Caissières agoraphobes - Barman agile

Voir le rapport https://hal.archives-ouvertes.fr/hal-01476889v1


In [1]:
# Numpy & Matplotlib
%pylab inline


Populating the interactive namespace from numpy and matplotlib

In [2]:
# Plotly
import plotly.graph_objs as go
from plotly.offline import init_notebook_mode, iplot
init_notebook_mode(connected=False)



In [3]:
# Where the csv files are saved
directory = "./"

We consider the following queueing model

  • $N$ servers
  • Each server has capacity $\mu > 0$;
  • The total arrival rate in the queue is $N \lambda$ (so that $\lambda$ is the arrival rate per server);
  • Load of the queue $\rho = \frac{N \lambda}{N \mu} = \frac\lambda\mu$;
  • Upon arrival, each job is assigned to $d \ge 1$ servers chosen uniformly at random, independently of the current state of the queue and of the previous and future assignments of other jobs;
  • Each job can be processed in parallel by several servers, so that its total service rate is the sum of the capacities of the servers that are processing it;
  • The servers process their customers by order of arrival (FCFS);
  • All jobs have independent, exponentially distributed sizes, with mean $1$, and each job leaves the queue immediately after service completion.

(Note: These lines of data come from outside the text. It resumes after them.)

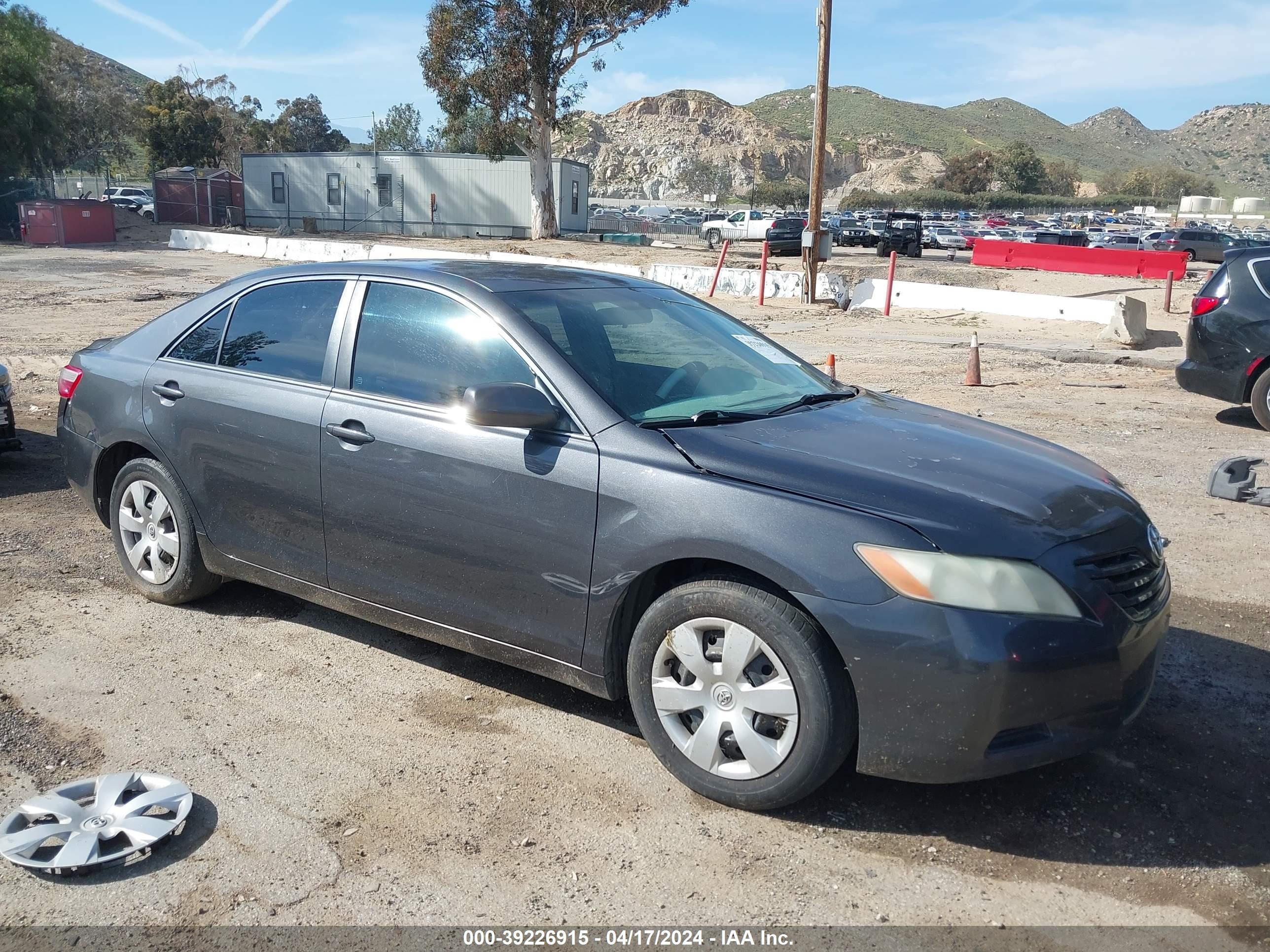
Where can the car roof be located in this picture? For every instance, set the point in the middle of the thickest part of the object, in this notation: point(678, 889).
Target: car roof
point(495, 277)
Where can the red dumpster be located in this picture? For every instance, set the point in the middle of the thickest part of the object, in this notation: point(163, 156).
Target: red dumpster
point(67, 221)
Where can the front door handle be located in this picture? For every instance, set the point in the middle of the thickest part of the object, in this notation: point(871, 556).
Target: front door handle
point(350, 432)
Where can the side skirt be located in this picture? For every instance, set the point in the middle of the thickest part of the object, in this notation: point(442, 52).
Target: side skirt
point(221, 564)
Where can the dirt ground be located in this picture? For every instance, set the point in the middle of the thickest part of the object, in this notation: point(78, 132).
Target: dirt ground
point(351, 775)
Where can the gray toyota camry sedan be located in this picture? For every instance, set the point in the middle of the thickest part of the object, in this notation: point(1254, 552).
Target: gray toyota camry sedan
point(614, 484)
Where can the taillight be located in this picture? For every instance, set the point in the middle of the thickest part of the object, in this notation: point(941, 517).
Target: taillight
point(1203, 305)
point(68, 381)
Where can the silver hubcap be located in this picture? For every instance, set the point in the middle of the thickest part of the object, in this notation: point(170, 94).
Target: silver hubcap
point(724, 699)
point(96, 820)
point(148, 527)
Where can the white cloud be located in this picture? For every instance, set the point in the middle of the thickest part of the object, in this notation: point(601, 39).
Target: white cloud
point(146, 21)
point(610, 89)
point(1134, 47)
point(261, 23)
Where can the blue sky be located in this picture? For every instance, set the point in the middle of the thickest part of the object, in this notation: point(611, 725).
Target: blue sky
point(1067, 58)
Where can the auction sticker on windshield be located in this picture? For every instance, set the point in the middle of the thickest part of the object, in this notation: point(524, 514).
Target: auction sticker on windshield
point(762, 347)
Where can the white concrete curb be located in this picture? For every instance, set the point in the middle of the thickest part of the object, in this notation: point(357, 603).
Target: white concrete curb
point(872, 292)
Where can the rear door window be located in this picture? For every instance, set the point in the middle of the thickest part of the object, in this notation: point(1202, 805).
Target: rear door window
point(202, 343)
point(421, 345)
point(282, 329)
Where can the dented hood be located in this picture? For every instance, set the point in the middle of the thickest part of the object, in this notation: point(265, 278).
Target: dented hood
point(969, 486)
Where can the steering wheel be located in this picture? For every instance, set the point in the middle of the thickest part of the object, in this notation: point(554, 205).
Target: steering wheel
point(693, 369)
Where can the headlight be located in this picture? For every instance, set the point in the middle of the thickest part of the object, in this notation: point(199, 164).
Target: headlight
point(967, 582)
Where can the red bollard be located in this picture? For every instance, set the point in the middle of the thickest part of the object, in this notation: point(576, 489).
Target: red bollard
point(762, 277)
point(722, 253)
point(891, 282)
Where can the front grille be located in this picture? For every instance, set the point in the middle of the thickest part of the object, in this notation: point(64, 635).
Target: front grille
point(1133, 582)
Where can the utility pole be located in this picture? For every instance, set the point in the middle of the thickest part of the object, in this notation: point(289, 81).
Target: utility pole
point(811, 263)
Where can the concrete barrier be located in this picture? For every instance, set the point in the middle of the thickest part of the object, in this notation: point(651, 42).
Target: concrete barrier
point(872, 292)
point(406, 252)
point(1080, 261)
point(628, 270)
point(303, 250)
point(1128, 323)
point(223, 243)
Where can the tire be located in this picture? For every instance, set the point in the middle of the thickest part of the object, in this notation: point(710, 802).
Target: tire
point(171, 574)
point(1262, 400)
point(790, 651)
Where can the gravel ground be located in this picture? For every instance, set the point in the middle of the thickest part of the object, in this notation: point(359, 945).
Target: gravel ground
point(351, 775)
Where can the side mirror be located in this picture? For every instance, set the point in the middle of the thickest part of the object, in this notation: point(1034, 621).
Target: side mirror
point(510, 406)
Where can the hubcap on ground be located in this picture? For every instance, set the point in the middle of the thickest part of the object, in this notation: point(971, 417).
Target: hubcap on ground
point(94, 821)
point(724, 699)
point(148, 527)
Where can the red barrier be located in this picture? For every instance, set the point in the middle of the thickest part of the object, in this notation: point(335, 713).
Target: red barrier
point(1080, 261)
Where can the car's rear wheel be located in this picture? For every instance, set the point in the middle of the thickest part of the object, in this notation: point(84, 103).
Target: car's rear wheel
point(740, 695)
point(154, 535)
point(1262, 400)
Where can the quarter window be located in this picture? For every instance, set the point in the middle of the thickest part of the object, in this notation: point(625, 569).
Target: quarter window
point(282, 329)
point(417, 344)
point(202, 343)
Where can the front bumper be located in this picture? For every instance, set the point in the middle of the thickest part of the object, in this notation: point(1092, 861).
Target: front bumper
point(951, 695)
point(1226, 385)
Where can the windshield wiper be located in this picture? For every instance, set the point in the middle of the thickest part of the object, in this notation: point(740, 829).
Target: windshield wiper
point(705, 418)
point(812, 399)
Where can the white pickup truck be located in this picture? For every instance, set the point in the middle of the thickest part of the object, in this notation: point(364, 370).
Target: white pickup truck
point(750, 225)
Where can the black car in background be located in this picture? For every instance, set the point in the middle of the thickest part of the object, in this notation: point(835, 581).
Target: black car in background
point(1229, 337)
point(785, 237)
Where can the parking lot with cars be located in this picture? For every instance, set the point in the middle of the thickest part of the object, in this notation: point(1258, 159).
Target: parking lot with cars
point(346, 772)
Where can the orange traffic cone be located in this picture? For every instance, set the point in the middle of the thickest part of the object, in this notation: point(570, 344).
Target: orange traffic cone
point(972, 365)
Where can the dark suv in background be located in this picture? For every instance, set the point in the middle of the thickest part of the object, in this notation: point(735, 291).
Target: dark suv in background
point(1229, 337)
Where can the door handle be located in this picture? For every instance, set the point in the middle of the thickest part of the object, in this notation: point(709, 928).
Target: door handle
point(350, 432)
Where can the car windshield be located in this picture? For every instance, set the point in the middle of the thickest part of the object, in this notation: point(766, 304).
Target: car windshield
point(663, 356)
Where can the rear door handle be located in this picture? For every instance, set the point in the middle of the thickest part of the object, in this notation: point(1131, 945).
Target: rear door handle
point(350, 432)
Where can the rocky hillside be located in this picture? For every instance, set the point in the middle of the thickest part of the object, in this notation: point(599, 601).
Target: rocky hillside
point(638, 150)
point(1234, 141)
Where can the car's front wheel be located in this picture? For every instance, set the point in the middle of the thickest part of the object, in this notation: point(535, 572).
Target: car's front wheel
point(740, 695)
point(154, 535)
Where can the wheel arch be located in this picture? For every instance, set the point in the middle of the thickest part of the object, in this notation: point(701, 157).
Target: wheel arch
point(1259, 369)
point(657, 580)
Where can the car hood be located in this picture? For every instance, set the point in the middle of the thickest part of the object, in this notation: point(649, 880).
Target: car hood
point(969, 486)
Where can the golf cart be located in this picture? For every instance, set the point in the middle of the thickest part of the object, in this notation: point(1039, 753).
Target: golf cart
point(901, 234)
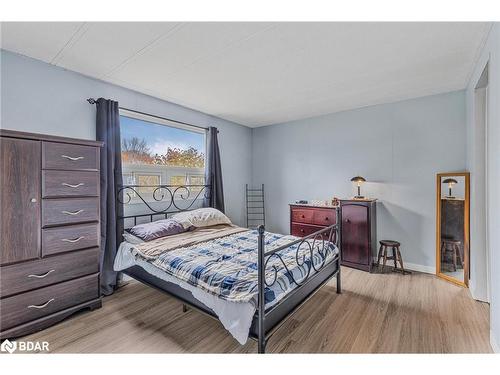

Since all servers are exchangeable and each job is assigned to $d$ servers, the mean queue length of each server is $\frac{d \mathbb{E}({\bf X})}N$ where ${\bf X}$ is the random variable which counts the total number of jobs in the queue. Since this quantity tends to infinity when the load tends to $1$, we normalize it with the mean queue size $\rho / (1-\rho)$ of the servers in the worst case, when $d = 1$ or $d = N$ (see Section 3). By K. Gardner, M. Harchol-Balter, A. Scheller-Wolf, S. Zbarsky, and S. Zbarsky. 2016. Redundancy-d: The Power of d Choices for Redundancy. Submitted to Operations Research., we have: $$ \frac{ \frac{d \mathbb{E}({\bf X})}N }{ \frac\rho{1-\rho} } = \frac{d}N \sum_{m=d}^N \frac{1-\rho}{ \frac{\binom{N-1}{d-1}}{\binom{m-1}{d-1}} - \rho } $$ We would like to minimize the mean queue length of the servers. The plots below suggest that $d = \sqrt{N}$ is optimal when the load is low or intermediate. The optimal value of $d$ seems to decrease when the load increases and reaches $d = 2$ when the load is very close to $1$. Here we will first observe the evolution of the mean queue length of the servers, depending of $N$, $d$ and $\rho$. Then we will try to prove the observations.

Functions


In [4]:
# Mean queue length as a function of d

def mean_relative_queue_length_d (N, dd, ρ):
    mean = zeros(len(dd))
    
    for i, d in enumerate(dd):
        binom = ones(N-d+1)
        binom[1:] = cumprod( 1 + (d-1) / arange(1,N-d+1) )
        mean[i] = d * (1-ρ) * sum( 1 / (binom[-1] / binom - ρ) ) / N
    
    return mean

In [5]:
# Mean queue length as a function of ρ

def mean_relative_queue_length_ρ (N, d, ρρ):
    mean = zeros(len(ρρ))
    
    for i, ρ in enumerate(ρρ):
        binom = ones(N-d+1)
        binom[1:] = cumprod( 1 + (d-1) / arange(1,N-d+1) )
        mean[i] = d * (1-ρ) * sum( 1 / (binom[-1] / binom - ρ) ) / N
    
    return mean

The following mean field approximation was proved in Theorem 10 of K. Gardner, M. Harchol-Balter, A. Scheller-Wolf, S. Zbarsky, and S. Zbarsky. 2016. Redundancy-d: The Power of d Choices for Redundancy. Submitted to Operations Research.. Observe that this quantity depends neither on $N$ nor on $d$.


In [6]:
# Mean field approximation which is independent of d

def mean_field(ρ):
    return - (1.-ρ) * log(1.-ρ) / ρ

In [7]:
# Distribution of the collisions when there are 2 jobs in the queue (hyper-geometric)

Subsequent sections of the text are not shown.